Juan Vera lost three relatives when a strong earthquake that shook parts of Ecuador and Peru on Saturday brought down his niece’s home. The government has offered to pay for the woman’s funeral and those of her baby and her partner, but Vera wonders why local authorities allowed his relatives to live in such an old home to begin with.
“Because of its age, that building should have been demolished already,” Vera said outside the morgue in Ecuador’s community of Machala, where he was waiting for the three bodies to be released. “… I’m sorry, the mayor’s office is the entity that has to regulate these things through its planning departments so that the buildings are in good condition to be rented out or inhabited.”

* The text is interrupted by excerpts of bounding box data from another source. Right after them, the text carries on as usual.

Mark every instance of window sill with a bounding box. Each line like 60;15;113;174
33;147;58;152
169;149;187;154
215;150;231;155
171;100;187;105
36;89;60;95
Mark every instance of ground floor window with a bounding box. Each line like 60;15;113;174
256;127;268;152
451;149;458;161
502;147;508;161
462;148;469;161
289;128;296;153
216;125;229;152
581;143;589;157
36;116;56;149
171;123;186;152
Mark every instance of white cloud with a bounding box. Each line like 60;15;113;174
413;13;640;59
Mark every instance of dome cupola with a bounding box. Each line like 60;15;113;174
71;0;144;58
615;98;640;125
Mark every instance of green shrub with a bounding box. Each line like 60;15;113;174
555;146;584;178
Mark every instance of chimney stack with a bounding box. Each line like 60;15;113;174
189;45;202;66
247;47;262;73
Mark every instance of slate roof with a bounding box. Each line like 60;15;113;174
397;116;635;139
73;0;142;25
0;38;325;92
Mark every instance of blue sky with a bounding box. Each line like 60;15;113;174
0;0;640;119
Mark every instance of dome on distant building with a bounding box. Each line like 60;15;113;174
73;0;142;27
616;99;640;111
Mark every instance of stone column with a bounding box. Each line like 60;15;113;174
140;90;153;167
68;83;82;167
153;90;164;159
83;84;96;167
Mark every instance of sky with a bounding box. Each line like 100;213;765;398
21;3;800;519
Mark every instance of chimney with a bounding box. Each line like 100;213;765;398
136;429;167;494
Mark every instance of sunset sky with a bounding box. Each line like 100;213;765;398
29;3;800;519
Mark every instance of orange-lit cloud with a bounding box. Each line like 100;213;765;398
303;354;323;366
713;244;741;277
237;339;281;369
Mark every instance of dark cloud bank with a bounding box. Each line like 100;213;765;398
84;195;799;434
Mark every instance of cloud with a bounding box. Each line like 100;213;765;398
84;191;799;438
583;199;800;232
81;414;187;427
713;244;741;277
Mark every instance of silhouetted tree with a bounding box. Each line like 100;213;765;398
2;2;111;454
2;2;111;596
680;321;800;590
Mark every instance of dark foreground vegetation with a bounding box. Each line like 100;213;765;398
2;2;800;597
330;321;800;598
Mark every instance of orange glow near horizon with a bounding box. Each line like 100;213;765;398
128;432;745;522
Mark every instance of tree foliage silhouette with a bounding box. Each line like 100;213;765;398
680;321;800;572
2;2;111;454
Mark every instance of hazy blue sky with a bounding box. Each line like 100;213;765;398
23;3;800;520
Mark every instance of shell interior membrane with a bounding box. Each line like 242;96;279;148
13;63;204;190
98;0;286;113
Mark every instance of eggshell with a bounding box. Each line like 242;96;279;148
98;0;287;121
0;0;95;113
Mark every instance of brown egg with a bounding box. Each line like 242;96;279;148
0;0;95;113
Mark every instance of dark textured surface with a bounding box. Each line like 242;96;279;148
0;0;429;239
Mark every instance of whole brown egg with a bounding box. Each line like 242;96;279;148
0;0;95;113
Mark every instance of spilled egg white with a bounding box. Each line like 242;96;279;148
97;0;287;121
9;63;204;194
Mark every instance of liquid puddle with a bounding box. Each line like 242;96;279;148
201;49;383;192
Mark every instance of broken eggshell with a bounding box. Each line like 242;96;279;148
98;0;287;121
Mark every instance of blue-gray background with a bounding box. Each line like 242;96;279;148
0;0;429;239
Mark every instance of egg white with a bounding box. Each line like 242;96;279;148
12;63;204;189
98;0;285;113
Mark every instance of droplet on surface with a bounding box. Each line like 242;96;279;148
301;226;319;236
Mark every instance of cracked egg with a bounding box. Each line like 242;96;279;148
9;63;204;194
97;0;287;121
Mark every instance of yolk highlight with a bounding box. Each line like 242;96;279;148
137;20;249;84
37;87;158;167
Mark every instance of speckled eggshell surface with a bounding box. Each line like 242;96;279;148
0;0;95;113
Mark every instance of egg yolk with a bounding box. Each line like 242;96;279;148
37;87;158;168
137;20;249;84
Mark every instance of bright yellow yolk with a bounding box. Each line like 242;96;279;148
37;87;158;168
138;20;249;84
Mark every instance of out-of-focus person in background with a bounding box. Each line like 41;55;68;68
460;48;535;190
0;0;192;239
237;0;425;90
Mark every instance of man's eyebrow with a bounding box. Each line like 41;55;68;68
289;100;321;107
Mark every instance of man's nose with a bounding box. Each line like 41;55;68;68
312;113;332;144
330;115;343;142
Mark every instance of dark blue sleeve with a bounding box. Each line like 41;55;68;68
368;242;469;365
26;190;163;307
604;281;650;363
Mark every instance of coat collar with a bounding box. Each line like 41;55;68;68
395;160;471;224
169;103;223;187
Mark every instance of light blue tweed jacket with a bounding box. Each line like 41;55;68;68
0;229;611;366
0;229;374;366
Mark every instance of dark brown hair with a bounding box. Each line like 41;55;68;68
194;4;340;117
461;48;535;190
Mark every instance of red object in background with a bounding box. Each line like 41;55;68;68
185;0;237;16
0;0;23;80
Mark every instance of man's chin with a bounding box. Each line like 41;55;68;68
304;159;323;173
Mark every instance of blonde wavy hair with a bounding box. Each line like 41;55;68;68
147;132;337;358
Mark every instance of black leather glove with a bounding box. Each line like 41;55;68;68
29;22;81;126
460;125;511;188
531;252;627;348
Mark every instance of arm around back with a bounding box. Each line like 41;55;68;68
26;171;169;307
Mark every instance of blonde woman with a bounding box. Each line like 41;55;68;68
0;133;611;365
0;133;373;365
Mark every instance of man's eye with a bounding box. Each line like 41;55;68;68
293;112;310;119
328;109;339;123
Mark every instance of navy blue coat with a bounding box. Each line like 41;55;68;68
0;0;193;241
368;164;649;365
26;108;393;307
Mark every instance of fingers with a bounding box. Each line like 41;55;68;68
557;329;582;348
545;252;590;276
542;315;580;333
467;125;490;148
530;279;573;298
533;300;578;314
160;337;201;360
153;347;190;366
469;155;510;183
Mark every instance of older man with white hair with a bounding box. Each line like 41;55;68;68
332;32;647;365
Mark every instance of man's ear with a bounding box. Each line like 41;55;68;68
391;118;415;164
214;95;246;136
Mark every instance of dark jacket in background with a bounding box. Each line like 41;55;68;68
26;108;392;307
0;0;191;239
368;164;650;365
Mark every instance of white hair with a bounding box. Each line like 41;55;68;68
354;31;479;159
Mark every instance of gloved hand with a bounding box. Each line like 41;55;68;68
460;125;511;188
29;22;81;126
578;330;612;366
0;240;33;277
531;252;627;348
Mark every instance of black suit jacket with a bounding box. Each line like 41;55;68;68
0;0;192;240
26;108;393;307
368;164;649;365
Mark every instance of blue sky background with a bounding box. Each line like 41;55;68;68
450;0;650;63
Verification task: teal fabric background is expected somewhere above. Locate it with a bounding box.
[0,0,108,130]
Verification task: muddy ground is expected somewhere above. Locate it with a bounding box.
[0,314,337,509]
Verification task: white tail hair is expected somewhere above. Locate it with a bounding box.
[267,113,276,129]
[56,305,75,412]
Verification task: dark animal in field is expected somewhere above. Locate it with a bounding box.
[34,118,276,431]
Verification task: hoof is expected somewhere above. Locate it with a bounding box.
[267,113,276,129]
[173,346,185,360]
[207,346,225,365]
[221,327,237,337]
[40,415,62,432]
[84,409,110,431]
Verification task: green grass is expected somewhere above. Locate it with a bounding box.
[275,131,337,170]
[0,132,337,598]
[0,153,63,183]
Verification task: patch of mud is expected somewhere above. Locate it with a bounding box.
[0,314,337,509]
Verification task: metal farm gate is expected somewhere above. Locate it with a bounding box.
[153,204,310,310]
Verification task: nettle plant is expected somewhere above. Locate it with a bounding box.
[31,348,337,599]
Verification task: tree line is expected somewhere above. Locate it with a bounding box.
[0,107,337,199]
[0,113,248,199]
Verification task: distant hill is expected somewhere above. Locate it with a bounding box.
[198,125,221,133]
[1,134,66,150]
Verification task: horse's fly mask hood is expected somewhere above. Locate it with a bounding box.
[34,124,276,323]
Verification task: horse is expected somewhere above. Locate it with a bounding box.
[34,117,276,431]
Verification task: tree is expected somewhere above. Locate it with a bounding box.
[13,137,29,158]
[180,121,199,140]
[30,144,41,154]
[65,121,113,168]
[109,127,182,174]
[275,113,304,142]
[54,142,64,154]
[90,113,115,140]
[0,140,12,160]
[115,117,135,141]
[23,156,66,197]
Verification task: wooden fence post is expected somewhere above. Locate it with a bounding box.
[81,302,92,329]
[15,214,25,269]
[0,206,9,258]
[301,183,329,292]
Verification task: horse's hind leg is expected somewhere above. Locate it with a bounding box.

The earthquake with about 6.8 magnitude, as reported by the U.S. Geological Survey, killed at least 15 people, injured hundreds and brought down homes and buildings in vastly different communities, from coastal areas to the highlands. But in Ecuador, regardless of geography, many of the homes that crumbled had a lot in common: They housed the poor, were old and did not meet building standards in the earthquake-prone country.
The earthquake centered just off the Pacific Coast, about 80 kilometres south of Guayaquil, Ecuador’s second-largest city. One of the victims died in Peru, while 14 others died in Ecuador, where authorities also reported that at least 381 people were injured and dozens of homes, schools and health care centres were damaged.
The office of Ecuadorian President Guillermo Lasso reported that 12 of the victims died in the coastal state of El Oro and two in the highlands state of Azuay.